Here’s a quick pro-con of what’s at stake:
PRO: The ECB should play a bigger role in the bailout: The markets and France are clamoring for the European Central Bank to assume a much larger role in stemming the eurozone crisis. While this would probably require the bank to print a boatload of money, the euro area economy is so big that it probably would not cause the hyperinflation Germany so dreads. Purchasing bonds and acting as the lender of last resort for regions and banks are typical behaviours of central banks across the globe, and there’s no reason the ECB shouldn’t take on that role.
There are two avenues to increase ECB involvement: either it can dramatically increase purchases of sovereign bonds (directly or indirectly), or EU leaders can agree to give the European Financial Stability Facility a banking licence which would allow it to borrow massive sums from the ECB.
CON: The ECB should NOT play a bigger role in the bailout: Germany and the ECB argue that stronger intervention in the bailout is illegal based on the current treaties. Germany strongly opposes using the printing presses to bail out peripheral Europe, not only because of its experiences with hyperinflation in the 1930s.
There are practical reasons to for this viewpoint. Analysts argue that high borrowing costs are making PIIGS governments move quickly towards austerity, and once borrowing costs go down they might try to get out of this deal. Stronger intervention also sets precedent for sovereign bailouts that could encourage moral hazard among individual states without stronger regulation (i.e. control over taxes or government spending). That regulation—though perhaps forthcoming in the future—would limit the sovereignty of national governments, and so would be difficult to see to fruition.
Finally, the ECB is worried that it will lose its independence if it takes on a bigger political role.
Clearly, there are lots of good reasons for the ECB not to take a bigger role in fixing the crisis. That is why German Chancellor Angela Merkel and ECB President Mario Draghi have been so vehement about treaty changes, and that’s not—at heart—such a bad idea.

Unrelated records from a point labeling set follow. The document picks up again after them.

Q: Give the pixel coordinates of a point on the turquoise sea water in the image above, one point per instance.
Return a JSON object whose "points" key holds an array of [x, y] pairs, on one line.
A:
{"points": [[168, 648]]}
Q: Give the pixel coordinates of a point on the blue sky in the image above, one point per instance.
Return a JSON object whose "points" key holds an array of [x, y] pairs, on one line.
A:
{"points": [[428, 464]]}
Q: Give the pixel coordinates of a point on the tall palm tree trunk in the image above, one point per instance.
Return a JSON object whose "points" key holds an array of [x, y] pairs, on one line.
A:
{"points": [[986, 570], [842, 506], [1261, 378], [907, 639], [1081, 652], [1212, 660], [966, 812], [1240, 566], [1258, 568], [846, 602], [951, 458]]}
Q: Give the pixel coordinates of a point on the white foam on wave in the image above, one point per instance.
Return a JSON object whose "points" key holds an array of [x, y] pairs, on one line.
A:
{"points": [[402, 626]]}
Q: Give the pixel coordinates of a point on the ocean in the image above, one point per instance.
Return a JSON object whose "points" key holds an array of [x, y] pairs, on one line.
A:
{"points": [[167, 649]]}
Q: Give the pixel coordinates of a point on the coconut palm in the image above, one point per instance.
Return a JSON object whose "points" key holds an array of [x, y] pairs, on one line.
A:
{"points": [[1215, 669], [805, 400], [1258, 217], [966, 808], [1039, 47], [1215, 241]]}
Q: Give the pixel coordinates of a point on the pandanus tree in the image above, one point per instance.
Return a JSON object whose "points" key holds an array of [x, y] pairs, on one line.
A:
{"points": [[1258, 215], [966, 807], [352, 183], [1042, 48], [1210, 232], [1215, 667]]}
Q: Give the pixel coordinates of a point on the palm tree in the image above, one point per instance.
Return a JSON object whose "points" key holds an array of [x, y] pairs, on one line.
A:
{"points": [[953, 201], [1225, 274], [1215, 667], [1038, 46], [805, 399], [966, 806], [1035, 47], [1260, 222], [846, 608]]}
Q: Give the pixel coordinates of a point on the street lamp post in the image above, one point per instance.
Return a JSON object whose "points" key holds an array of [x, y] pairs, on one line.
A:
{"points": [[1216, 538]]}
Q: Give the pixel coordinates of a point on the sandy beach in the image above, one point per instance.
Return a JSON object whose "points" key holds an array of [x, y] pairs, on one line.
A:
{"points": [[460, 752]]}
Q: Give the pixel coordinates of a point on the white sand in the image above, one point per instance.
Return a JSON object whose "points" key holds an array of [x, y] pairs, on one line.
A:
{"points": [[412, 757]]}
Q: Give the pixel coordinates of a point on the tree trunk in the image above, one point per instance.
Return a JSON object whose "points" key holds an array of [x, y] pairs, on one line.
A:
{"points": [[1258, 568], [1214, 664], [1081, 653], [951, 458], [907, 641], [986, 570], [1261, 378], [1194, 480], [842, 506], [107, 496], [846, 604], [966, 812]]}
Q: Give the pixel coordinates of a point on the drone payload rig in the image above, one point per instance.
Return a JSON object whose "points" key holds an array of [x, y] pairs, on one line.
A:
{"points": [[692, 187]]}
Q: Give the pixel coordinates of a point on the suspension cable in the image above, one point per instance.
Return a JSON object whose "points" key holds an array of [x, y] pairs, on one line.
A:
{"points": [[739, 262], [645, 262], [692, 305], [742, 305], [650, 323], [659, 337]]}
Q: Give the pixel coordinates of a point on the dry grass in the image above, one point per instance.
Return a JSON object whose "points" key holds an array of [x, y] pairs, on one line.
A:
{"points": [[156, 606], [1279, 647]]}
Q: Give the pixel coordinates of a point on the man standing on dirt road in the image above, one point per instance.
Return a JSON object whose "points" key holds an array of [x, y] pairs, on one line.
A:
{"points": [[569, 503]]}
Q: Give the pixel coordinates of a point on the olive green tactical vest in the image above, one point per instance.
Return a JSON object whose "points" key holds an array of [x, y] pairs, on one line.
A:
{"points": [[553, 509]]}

The problem is that making such changes is incredibly time-consuming, and the ECB could probably get away with doing more if it has to. To that end, providing the EFSF—a temporary institution—with a banking licence could be the best option that might not expand the ECB’s role permanently. However, such a move would not fix the underlying problem of the eurozone—a lack of fiscal integration.
At the end of the day, it’s hard to see the ECB not taking a bigger role to save the euro because there aren’t really any other viable options at this point.